Who is going to build all the power stations needed? It has been widely reported that China builds a new coal-fired power station about every three seconds, yet in the UK we get one new nuclear plant every fifty years. And how is all that electricity to be distributed; who is going to build the infrastructure? You guessed it, not us. The Germans and the French already seem to own our power market anyway, so hey, let’s throw more of our capital away in pursuit of what still seems, to me, to be an improbable dream.

Why the push for all-electric transport then? Well, obviously it is whatever form of climate change we are trying to reverse this week. And if energy usage is the bogeyman, why increase it? Turning fossil fuel into motive power, heat, light, etc is more effective if you cut out the middle man of costly (to build, maintain, manage and bill for) energy networks which merely increase complexity. This introduces efficiency losses at each stage of the process: extraction, transport, conversion , distribution, etc  and adds administrative costs as the bureaucracy of the systems involved each take their slice.

Drax power station in South Yorkshire converted to the ‘carbon neutral’ wonder fuel known as biomass some years ago. Not only is this more expensive, but it is ultimately more polluting, especially when you take into account the supply chains and deforestation involved in the base fuel. Drax is built pretty much on top of a massive source of coal, which it used to burn. If the Chinese and the Germans are allowed to get away with coal-fired, why do we have to pay for what they produce from afar when we have it right here?

Faced with rising costs, British consumers of electricity have been economising and their adoption of more efficient devices, low energy lighting and a bit of common sense is paying dividends. The electric car might be a shiny carrot of a pseudo-incentive, but we have always responded quicker to a beating and the big stick of electricity tariffs has been pushing our usage down for years. It was reported this morning (BBC World Service news) that we are now using less electricity in the UK than in the eighties and that our thrift has been more influential in this than the combined ‘contribution’ of both wind and solar power.

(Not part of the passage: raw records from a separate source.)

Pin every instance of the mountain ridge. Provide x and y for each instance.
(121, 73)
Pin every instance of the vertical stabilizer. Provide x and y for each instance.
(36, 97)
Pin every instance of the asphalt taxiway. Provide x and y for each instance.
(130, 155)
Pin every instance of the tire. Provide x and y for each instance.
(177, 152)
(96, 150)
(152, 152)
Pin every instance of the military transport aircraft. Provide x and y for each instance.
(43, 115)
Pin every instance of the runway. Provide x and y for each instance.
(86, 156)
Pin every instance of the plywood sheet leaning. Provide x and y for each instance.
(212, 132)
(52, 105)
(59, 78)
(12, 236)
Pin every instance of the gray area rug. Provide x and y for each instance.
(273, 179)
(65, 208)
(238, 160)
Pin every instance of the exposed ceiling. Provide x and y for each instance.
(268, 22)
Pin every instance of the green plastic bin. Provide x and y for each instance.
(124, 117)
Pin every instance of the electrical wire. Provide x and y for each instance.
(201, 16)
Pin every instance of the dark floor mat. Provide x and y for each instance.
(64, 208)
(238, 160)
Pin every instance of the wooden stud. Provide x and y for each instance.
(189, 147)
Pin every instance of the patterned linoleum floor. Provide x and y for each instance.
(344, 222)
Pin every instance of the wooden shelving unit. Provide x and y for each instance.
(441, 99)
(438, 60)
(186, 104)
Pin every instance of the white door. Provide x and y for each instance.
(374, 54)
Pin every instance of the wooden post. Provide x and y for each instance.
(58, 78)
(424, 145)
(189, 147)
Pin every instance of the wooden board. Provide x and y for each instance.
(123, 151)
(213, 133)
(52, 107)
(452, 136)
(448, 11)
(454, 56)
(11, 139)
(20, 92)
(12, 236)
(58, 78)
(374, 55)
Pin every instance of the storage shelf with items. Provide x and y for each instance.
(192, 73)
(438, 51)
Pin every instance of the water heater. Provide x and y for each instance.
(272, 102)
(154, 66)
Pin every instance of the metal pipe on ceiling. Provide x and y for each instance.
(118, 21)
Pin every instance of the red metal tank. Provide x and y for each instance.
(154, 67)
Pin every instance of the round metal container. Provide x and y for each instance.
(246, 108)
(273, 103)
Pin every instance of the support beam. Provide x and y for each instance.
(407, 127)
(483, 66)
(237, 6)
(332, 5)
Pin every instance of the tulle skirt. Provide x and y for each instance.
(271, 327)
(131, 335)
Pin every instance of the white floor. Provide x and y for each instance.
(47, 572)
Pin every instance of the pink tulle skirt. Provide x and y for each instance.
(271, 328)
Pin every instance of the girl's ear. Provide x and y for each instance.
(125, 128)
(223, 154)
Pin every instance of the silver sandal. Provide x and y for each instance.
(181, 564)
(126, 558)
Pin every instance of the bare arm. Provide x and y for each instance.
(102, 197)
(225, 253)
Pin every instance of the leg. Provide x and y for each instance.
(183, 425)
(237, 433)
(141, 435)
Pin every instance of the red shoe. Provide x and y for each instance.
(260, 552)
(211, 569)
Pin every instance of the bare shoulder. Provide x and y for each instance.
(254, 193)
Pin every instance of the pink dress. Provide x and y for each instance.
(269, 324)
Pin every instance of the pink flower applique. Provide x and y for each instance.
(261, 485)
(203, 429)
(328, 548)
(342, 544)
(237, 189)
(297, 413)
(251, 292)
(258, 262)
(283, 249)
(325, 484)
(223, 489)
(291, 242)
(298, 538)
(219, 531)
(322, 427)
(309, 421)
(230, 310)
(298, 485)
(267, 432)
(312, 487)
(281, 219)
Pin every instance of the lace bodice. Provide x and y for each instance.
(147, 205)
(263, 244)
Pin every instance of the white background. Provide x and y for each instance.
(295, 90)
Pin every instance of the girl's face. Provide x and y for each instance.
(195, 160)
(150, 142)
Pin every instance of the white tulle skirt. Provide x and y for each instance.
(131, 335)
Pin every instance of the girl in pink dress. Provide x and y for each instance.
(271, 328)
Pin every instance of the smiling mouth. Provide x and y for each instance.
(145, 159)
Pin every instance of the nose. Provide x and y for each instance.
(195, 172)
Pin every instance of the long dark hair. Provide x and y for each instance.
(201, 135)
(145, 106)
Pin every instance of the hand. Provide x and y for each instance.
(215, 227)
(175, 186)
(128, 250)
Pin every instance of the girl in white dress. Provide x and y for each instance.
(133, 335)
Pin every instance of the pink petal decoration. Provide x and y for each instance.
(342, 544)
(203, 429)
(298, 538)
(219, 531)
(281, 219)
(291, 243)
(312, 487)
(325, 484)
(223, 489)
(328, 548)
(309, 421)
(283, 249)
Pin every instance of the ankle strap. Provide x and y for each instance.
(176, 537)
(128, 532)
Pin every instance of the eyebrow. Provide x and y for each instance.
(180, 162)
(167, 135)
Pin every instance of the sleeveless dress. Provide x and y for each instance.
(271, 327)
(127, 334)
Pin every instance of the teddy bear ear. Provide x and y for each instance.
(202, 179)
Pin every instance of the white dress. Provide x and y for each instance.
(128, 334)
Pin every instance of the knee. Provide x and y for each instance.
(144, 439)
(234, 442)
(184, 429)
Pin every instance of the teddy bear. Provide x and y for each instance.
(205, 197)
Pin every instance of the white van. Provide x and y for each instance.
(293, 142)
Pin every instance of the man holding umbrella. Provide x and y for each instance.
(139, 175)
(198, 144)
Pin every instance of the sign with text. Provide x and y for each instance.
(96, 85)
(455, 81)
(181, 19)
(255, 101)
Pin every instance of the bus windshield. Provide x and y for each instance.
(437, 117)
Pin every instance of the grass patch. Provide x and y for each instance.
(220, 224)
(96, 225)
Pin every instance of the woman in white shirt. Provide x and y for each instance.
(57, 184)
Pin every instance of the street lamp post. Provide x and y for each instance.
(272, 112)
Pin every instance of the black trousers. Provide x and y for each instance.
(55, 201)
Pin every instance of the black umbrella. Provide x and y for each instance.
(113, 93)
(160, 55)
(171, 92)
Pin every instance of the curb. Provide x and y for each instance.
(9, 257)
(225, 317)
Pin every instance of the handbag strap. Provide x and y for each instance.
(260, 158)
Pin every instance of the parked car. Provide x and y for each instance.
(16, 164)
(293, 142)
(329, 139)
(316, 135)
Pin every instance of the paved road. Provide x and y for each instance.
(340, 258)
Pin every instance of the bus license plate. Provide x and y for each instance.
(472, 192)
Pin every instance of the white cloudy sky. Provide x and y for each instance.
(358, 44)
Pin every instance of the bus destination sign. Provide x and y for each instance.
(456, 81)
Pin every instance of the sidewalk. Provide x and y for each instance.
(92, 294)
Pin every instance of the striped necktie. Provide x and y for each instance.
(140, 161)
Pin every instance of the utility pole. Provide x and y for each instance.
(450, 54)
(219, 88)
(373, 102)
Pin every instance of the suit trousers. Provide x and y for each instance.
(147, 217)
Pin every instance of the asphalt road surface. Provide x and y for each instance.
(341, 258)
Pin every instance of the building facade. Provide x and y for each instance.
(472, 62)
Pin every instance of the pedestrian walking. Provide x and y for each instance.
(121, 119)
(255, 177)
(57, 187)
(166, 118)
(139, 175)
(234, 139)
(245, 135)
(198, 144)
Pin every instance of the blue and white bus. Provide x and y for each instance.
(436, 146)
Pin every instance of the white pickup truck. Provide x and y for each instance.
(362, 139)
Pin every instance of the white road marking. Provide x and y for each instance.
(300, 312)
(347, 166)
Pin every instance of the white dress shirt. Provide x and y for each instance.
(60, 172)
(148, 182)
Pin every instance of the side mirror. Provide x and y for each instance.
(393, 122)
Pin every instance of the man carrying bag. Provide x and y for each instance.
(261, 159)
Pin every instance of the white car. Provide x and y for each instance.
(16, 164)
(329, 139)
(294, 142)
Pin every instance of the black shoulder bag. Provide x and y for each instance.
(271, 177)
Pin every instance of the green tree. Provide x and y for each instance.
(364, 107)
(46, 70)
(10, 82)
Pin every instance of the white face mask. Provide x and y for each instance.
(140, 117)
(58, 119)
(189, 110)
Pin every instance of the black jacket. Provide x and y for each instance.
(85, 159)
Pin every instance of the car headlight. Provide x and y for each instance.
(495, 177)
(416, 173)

Plug into a nearby taxpayer's wallet and she's ready to go... 

So, the experts’ solution to our future energy needs is to increase our demand for electricity? And to do this they will add extra taxes into your electricity bills? Doesn’t this sound rather like the sort of things a drug baron might do - increase dependency, push up the price? Are those in control really a part of the solution at all, or rather the largest part of the problem? By all means buy an electric runabout today, but suggest your kids look into coal, oil and gas for future careers... just in case.

3 comments:

  1. The answer is to only allow the great and the good to have cars. Far too many working class riding around the roads like gentlemen. The motor car was never intended for the likes of them anyway.